Pourquoi il est encore trop tôt pour condamner la direction de Danone

OPINION. La création ex-nihilo d'un nouveau modèle de croissance demande l'abnégation des investisseurs et la patience des observateurs. Surtout en période de crise mondiale. Par Noel Labelle, consultant, expert en information économique.
Emmanuel Faber.
Emmanuel Faber. (Crédits : Reuters)

Danone traverse une période agitée. Alors que le fleuron de l'agroalimentaire français doit faire face à la crise économique et sanitaire, sa direction apparaît sous la pression constante de fonds activistes depuis l'annonce, en novembre dernier, d'une série de mesures drastiques, destinées à maintenir la compétitivité du groupe.

Pour rappel, le PDG Emmanuel Faber a affiché dans ce plan un objectif de croissance des ventes de 3% à 5% à moyen terme, tout en évoquant une ambition de marge opérationnelle, comprise entre 15% et 20%. Un premier palier a même été fixé pour 2022, avec le passage de la barre des 15%.

En clair, Danone a promis de se restructurer, une telle augmentation de la la marge opérationnelle (MOP) ne pouvant se faire sans douleur.

Créer de la valeur en la partageant avec tous

La nouvelle a choqué les observateurs car elle semble en totale contradiction avec les objectifs « sociaux, sociétaux et environnementaux» introduits dans les statuts de l'entreprise en juin dernier, après un plébiscite des actionnaires. Le groupe était alors devenu la première société française cotée à se doter du statut d'«entreprise à mission», comme le permet la loi Pacte. Elle tranche également avec le projet porté par Emmanuel Faber de transformer Danone en une «B. Corp». Cette certification, délivrée à quelque 3.500 sociétés dans le monde par un organisme américain, traduit la volonté de l'entreprise de créer de la valeur en la partageant avec tous, notamment ses salariés. Difficilement compatible, dans l'opinion publique, avec une restructuration à grande échelle.

Pour rajouter à l'ambiance, ont été rendues publiques les pressions sur le groupe de la part de fonds activistes, le britannique Bluebell Capital Partners et l'américain Artisan Partners. Dans une lettre adressée le 19 novembre 2020 aux administrateurs, Bluebell Capital (dont la participation au capital de Danone n'est pas précisée) critique fermement la performance boursière de la société sous la mandature actuelle et demande la tête d'Emmanuel Faber.

Cette information porte un éclairage ambigu sur les turpitudes du groupe depuis l'automne. La présentation du plan d'adaptation stratégique le 23 novembre, soit quatre jours après la rédaction de la lettre de Bluebell, apparaît dès lors comme une riposte directe à cette offensive, esquissant ainsi la caricature d'Emmanuel Faber en homme sans convictions, prêt à renoncer à ses engagements humanistes aux premières pressions venues du monde la finance. Qu'importe que ce soit fondé, seule compte l'image du moment...

dias : l'impossibilité de commenter le long terme

La politique éditoriale de l'instantané s'est imposée comme norme dans les médias, tous devenus «permanents». Cette exigeante périodicité n'offre malheureusement plus les perspectives nécessaires pour appréhender une action au long cours. Malgré les apparences, les choix portés par la direction de Danone ne cherchent à répondre ni aux modes sociétales du moment, ni aux injonctions immédiates des actionnaires. Ils tentent de trouver la stabilité nécessaire pour pérenniser une activité dans un environnement particulièrement incertain.

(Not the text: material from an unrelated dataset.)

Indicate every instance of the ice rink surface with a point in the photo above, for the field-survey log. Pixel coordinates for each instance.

L'évolution du cours de la valeur Danone sur les vingt dernières années permet de comprendre pourquoi un changement radical de modèle s'imposait et pourquoi les décisions prises ne sont pas une simple réaction hâtive à la lettre de Bluebell Capital.

Emmanuel Faber a opté pour des choix innovants et forts. Personne ne sait encore s'il a raison mais tous peuvent comprendre que les ajustements seront nécessaires. Parce qu'un plan doit toujours s'adapter aux réalités. En période de crise mondiale, la création ex-nihilo d'un nouveau modèle de croissance requiert plus que jamais l'abnégation des investisseurs et demande la patience des observateurs.

En intervenant sur une autre échelle de temps, les fonds activistes et les médias faussent cette perception. Quitte à berner la part influençable des investisseurs, à déformer les angles jusqu'aux attaques personnelles, ou à faire le jeu de prédateurs financiers, pour qui la déstabilisation s'avère toujours rentable.